11. Il résulte de l’ensemble de ce qui précède que les conclusions tendant à l’annulation des décisions de retrait de points consécutives aux infractions relevées les 27 janvier 2021 et
25 juillet 2021 ne peuvent qu’être rejetées. Le solde de points attaché au permis de conduire du requérant restant nul, ses conclusions tendant à l’annulation de la décision « 48 SI » du
26 mars 2022 du ministre de l’intérieur doivent être également rejetées.
Sur les conclusions à fin d’injonction :
12. Le présent jugement, qui rejette les conclusions à fin d’annulation présentées par
M. A, n’appelle, par lui-même, aucune mesure d’exécution. Par suite, les conclusions à fin d’injonction présentées par le requérant doivent être rejetées.
Sur les frais liés au litige :
13. Les dispositions de l’article L. 761-1 du code de justice administrative font obstacle à ce que soit mis à la charge de l’Etat, qui n’est pas dans la présente instance la partie perdante, le versement de la somme que demande M. A au titre des frais qu’il a exposés et qui ne sont pas compris dans les dépens.
DECIDE :
Article 1er : La requête de M. A est rejetée.
Article 2 : Le présent jugement sera notifié à M. B A et au ministre de l’intérieur.

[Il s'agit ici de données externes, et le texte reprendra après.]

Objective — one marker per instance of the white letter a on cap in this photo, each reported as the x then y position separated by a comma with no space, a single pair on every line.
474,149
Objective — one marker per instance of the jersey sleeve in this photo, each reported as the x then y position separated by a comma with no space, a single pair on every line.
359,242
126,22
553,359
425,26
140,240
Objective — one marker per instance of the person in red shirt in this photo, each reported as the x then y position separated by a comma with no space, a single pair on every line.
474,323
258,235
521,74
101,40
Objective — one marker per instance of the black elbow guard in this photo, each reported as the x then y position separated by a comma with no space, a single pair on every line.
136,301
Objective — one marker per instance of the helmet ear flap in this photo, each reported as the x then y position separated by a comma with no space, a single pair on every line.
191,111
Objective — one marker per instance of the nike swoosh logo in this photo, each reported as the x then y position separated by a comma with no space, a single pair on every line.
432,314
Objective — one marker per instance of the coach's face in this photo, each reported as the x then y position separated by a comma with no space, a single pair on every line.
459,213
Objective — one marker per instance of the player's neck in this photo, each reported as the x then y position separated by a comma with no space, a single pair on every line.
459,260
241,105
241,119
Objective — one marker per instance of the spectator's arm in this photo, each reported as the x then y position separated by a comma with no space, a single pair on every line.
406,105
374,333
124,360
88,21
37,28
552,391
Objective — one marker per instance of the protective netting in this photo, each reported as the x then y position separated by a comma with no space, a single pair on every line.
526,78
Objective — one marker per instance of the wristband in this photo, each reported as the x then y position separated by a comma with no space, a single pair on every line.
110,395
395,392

Rendu public par mise à disposition au greffe le 3 avril 2025.
Le magistrat désigné,
O. RoussetLa greffière,
C. Chapiron
La République mande et ordonne au ministre de l’intérieur en ce qui le concerne et à tous commissaires de justice à ce requis en ce qui concerne les voies de droit commun, contre les parties privées, de pourvoir à l’exécution de la présente décision.